The paper addresses the need for a systematic and best practice approach to the assessment and deployment of ARMM. It proposes a nine-step framework and common language that can be applied by biopharmaceutical companies wanting to take advantage of the numerous benefits of ARMM. These include improved monitoring, assurance and control of biopharmaceutical processes and manufacturing environments, and shortened cycles in the supply chain.
The barriers to adopting ARMM are both real and perceived. They include unclear drivers for application, lack of best practices for validation, capabilities advertised by vendors that do not fully meet the end-user’s specific needs and conjecture that regulators will not support the methods.
The mission of the BioPhorum ARMM team is to remove those barriers to implementation by using its structured framework. This will guide users through the questions they need to ask to ensure a successful project:
- Evaluation, e.g. is it going to work? Is it going to meet our business needs?
- Validation, e.g. does it perform as well as or better than compendial methods?
- Implementation, e.g. how do we implement the method?
Using the paper’s structured approach means it will be easier for senior management to understand and thoroughly evaluate the business case of an ARMM proposal and allow them to filter out those that do not justify an investment.
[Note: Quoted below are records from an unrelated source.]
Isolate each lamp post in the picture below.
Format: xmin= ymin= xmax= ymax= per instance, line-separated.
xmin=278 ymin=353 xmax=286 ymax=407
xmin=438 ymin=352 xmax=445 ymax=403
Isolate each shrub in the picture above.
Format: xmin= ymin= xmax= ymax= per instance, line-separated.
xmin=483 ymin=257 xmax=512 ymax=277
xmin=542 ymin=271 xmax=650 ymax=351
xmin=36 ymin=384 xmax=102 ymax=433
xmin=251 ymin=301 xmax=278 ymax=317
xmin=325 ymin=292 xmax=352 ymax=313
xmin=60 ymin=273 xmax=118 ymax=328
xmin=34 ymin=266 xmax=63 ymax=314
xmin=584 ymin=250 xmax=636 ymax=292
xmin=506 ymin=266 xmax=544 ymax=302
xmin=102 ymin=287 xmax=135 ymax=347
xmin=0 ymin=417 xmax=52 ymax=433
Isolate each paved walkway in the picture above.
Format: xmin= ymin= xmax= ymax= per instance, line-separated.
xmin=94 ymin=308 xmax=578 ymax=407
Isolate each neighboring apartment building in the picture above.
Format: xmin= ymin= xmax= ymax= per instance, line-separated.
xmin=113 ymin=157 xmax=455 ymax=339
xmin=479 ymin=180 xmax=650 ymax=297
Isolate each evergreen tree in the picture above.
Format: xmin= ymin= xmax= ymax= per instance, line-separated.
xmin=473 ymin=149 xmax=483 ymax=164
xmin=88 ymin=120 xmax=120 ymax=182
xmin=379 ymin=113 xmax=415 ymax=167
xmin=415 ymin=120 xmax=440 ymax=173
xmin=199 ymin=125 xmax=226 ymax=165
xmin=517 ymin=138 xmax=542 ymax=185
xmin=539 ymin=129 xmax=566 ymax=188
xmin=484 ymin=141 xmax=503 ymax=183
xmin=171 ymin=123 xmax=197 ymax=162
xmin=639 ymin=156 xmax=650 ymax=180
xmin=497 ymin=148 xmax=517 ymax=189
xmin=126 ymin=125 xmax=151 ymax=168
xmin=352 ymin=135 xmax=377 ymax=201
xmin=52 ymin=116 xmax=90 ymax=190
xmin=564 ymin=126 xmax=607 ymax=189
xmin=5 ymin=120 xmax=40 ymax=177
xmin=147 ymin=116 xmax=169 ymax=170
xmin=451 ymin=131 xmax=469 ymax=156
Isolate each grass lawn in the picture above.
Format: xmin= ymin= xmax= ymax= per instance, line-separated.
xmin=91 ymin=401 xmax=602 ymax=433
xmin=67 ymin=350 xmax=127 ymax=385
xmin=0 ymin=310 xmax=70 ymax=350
Subsequent papers to be published by BioPhorum teams in 2020 and 2021 will provide case studies on the application of this framework: alternative/rapid sterility test methods, alternative/rapid adventitious agent detection assays, automated colony counters and bio-fluorescent particle counters.
Looking ahead, there remain many other potential applications for ARMM to ensure and improve product quality, patient safety, data integrity and the efficient delivery of medicines to the patients. This harmonization and collaboration will, however, require a paradigm shift from the current state. The BioPhorum ARMM team is committed to a collaborative approach that will accelerate the adoption of these potentially transformative methods.
At an industry level, the adoption of ARMM is a strategic imperative. With so many different technologies becoming available, the pace of change means that companies need to make decisions about many different applications in a quick and structured way. This BioPhorum paper gives them a way of doing this.